Tuesday, March 25, 2008

Lion and Lamb or Maybe Iguana

Most of my life I’ve been aware of the affable adage, “March comes in like a lamb and goes out like a lion”. Or, maybe it’s “March comes in like a lion and goes out like a lamb”. Then again, it may be “March will eat you like you’re a zebra and then knit a wool sweater for you by the time April gets here”. I could never remember the actual saying because the weather in March where I'm from never lives up to any of these versions. And who the hell is April?

Consequently, each year I am confused when March comes along. At the beginning of the month I wrench my brain trying to figure out if the weather is acting like a lamb or a lion. One day it may seem like a lion, roaring in my face, but then the next day will be calm and baaing like a lamb. "Take an umbrella, it's baaing outside." Is a lion a windy day with temperatures in the fifties, or is it calm, crisp and freezing my ass off day in the twenties? How could it be a lion at all? A lion has never frozen my ass off at the zoo. Nor has it ever comforted me with a warm spring breeze. Are they talking about a schizophrenic lion with shamanistic powers over the weather? Maybe they don’t accept these types of lions in zoos.

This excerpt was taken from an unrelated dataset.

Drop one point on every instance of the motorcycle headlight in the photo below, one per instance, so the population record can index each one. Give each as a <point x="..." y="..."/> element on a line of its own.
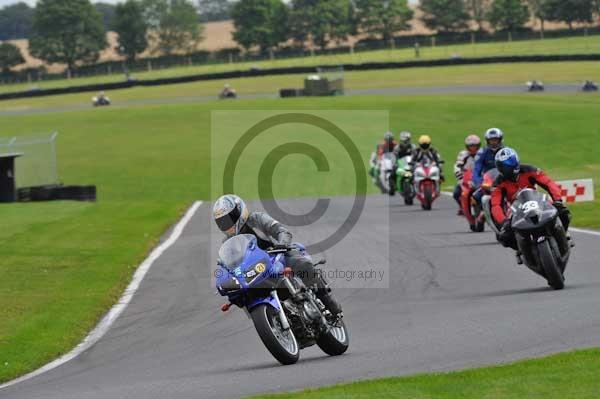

What about the lamb? Do lambs make it snow one day and then rain the next? Are they the ones who invented this crazy wintery mix I keep hearing about? How did a lamb get its hooves on the hydrologic cycle handle bars? I don’t think I’ve ever encountered a lamb in a zoo, if you don't count the spray on tattoo stand. Maybe the lion ate it (the lamb, not the stand). The weather in March is so uproariously unstable, by the end of the month I don’t know what the hell is going on. I can’t tell if it’s a lamb or a lion. It could be a casque-headed iguana by then for all I know.

I think lions and lambs have nothing to do with it. They are too busy controlling the stock market (buy in a lion market, sell in a lamb market). The truth is, March comes in like a wet burlap sack of frozen bars of soap, bashing you over the head with false hopes of warmer weather, and it goes out like a milk infested roll of carpet thrown off the back of cement truck into field of half-boiled shoe tongues. A University of Phoenix study proves it, so it has to be true. Please share this new saying, this scientifically proven saying, with your children.


1 comment:

Anonymous said...

You should probably hibernate during March in the future.